Von einem „Linksruck“ der Gewerkschaften ist allenthalben die Rede. Damit ist eine Rückkehr zur traditionellen Gewerkschaftspolitik gemeint. Die Bewertung zielt auf die lohnorientierte Tarifpolitik der IG Metall, aber auch auf den Protest gegen Flexibilisierungen am Arbeitsmarkt, also befristete Verträge und Zeitarbeit.
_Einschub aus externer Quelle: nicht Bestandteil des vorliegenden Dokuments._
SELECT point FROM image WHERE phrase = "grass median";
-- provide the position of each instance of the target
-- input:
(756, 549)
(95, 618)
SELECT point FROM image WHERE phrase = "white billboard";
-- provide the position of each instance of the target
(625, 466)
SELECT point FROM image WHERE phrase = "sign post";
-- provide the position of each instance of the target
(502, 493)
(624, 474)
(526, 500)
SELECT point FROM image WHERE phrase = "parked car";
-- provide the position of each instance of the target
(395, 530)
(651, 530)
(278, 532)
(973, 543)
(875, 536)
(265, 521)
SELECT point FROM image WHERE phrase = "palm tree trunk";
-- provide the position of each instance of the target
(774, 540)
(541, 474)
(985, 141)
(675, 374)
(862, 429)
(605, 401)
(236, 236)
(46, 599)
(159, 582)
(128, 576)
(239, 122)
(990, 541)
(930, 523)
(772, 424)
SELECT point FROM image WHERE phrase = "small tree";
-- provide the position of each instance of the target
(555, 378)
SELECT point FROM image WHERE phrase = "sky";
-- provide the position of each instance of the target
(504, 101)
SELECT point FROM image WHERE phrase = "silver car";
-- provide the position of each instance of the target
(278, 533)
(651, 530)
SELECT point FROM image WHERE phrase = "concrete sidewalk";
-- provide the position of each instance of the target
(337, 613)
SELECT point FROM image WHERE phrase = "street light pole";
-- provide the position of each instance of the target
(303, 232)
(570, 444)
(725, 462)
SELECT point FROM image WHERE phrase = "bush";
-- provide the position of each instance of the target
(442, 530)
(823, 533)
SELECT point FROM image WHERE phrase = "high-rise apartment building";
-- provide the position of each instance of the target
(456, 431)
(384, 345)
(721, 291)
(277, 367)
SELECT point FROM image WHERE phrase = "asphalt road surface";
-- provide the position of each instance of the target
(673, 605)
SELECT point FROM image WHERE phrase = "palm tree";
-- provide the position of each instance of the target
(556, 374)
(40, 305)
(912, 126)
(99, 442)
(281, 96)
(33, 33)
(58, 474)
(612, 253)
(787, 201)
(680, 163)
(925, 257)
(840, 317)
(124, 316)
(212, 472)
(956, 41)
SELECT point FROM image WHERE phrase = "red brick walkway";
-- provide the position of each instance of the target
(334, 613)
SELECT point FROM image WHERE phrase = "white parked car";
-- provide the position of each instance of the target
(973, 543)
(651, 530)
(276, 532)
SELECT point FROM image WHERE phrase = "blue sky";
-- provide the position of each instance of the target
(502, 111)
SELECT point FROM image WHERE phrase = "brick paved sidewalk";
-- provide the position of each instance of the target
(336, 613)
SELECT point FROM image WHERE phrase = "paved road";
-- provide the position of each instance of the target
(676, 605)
Und sie meint die Umverteilungsvorschläge des DGB, der für mehr öffentliche Investitionen eintritt und für mehr Steuereinnahmen – sei es in Form von Erbschafts-, Vermögens- oder Börsensteuer.

Mit solchen Forderungen will sich der DGB wieder zum politischen Anwalt der Schwachen machen. Doch ein Linksruck ist das nicht. Denn die Gewerkschaftsbewegung repräsentiert heute nicht die wirklich Schwachen, die Arbeitslosen und Alleinerziehenden auf Jobsuche, die prekär Beschäftigten und die vielen Immigranten mit ungesichertem Arbeits- und Aufenthaltsstatus. Wer in einem tariflich gebundenen Betrieb eine Festanstellung genießt und damit von den Gewerkschaften geschützt wird, zählt heute zur Mitte und nicht zum Rand. Dazu passt, dass die DGB-Umverteilungsrhetorik immer die Besitzstände der Mittelschicht unangetastet lassen will, so etwa bei der Erbschaftsteuer. Die Gewerkschaften schützen die Besitzstände ihrer Mitglieder. Daran ist erst mal nichts Schlechtes.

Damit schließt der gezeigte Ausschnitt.